Bank of England looks set to keep interest rates on hold
The Bank of England looks set to keep interest rates on hold amid concerns of a slowdown in the UK economy and the threat of Britain leaving the European Union.
It will reveal on Thursday this month's decision on interest rates, and minutes disclosing how the Monetary Policy Committee (MPC) voted.
Members of the MPC are expected to vote unanimously in favour of leaving interest rates at the current level of 0.5%, where they have remained since March 2009.
The MPC has been united in its decision since sole dissenter Ian McCafferty changed his position in February from raising rates to 0.75% to keeping them on hold.
Experts are now predicting rates to stay at 0.5% until 2017, with some envisaging a rate rise to come even sooner if Britain votes to stay in the European Union.
The Bank has been in no hurry to raise rates, with inflation remaining historically low and way off the Government's 2% target.
But it was disclosed on Tuesday that the Consumer Prices Index (CPI) inflation rose to its highest level for 15 months in March, stepping up to 0.5%.
However, concerns over a UK economic slowdown, turbulence in the markets and the gloomy outlook for global growth have led some experts to predict the Bank may loosen monetary policy if the economic outlook worsens.
A series of Markit/CIPS surveys covering the manufacturing, construction and services sectors have pointed to a slowdown in gross domestic product (GDP).
Economists now predict growth will ease back to 0.4% in the first quarter of this year, despite the ONS recently revising up its figures for UK economic growth to 0.6% in the fourth quarter and to 2.3% for 2015 as a whole.
Meanwhile, concerns have also been mounting that the UK economy could be left exposed if Britain leaves the EU after its current account gap hit a record high in the fourth quarter.
Separate data from the ONS revealed last month that the UK current account deficit ballooned to £32.7 billion or 7% of GDP, fuelling fears that Brexit could reduce the flow of foreign money into the UK economy and make the deficit harder to sustain.
The Bank had warned in March that uncertainty over the EU referendum could hit the UK economy.
It said the forthcoming vote on Britain's EU membership may "delay some spending decisions and depress growth".
Samuel Tombs, chief UK economist at Pantheon Macroeconomics, said he expects the MPC to vote unanimously to keep interest rates on hold.
He said: "Activity surveys have been weak, but no weaker than before the MPC's last meeting.
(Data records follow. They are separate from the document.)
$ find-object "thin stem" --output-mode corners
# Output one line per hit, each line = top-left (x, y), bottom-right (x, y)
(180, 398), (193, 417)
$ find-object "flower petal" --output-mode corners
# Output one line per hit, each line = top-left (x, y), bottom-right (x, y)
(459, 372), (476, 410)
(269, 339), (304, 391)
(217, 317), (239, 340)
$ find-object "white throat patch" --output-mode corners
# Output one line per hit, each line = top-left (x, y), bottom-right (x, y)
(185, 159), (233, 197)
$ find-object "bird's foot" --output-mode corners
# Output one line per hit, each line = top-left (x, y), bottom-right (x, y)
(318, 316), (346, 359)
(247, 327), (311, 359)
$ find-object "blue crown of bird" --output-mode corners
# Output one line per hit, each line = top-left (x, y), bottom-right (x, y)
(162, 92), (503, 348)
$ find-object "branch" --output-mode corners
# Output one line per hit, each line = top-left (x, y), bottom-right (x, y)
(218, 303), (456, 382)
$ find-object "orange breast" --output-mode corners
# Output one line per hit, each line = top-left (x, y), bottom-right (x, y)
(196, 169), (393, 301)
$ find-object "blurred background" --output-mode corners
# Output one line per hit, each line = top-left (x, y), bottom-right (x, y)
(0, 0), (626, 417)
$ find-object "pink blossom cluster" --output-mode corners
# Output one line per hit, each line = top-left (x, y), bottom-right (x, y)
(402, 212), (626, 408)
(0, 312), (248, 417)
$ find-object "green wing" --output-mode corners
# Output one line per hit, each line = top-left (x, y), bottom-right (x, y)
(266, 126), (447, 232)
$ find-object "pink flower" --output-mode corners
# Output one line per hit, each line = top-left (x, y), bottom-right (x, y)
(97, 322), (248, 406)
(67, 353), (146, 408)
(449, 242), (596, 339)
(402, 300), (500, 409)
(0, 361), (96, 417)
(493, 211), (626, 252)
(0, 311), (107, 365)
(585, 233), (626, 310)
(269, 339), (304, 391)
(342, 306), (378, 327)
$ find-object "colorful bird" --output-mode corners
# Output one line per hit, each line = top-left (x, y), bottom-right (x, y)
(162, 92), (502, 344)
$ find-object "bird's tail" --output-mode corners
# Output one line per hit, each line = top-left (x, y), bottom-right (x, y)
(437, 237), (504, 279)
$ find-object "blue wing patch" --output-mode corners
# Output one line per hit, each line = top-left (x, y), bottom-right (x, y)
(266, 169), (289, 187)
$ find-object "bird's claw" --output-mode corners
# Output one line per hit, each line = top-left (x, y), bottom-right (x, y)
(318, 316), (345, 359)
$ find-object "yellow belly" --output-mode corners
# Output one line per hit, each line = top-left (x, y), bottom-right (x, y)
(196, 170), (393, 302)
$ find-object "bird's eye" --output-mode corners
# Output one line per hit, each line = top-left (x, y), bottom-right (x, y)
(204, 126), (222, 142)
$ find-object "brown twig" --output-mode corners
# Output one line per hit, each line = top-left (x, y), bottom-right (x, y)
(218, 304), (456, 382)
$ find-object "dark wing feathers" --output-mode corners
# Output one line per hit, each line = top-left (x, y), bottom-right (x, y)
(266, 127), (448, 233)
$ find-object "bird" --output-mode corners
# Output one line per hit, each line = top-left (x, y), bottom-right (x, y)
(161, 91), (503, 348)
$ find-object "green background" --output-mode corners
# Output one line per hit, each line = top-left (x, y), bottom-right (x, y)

CPI inflation in March was in line with the MPC's expectation in February's Inflation Report.
"Meanwhile, the recovery in oil prices to 40 US dollars a barrel and sterling's further decline have boosted the inflation outlook. The rise in year-over-year wage growth to 2.5% in January, from 1.5% in December, should also alleviate any concerns about ingrained deflation."
Howard Archer, chief UK and European economist at IHS economics, said: "With the UK economy seemingly stuttering so far in 2016, earnings growth muted and domestic and global economic uncertainties high - any interest rate hike has disappeared off the table for now.
He added that he was also doubtful that the Bank of England would relax monetary policy because the UK economy is not weak enough.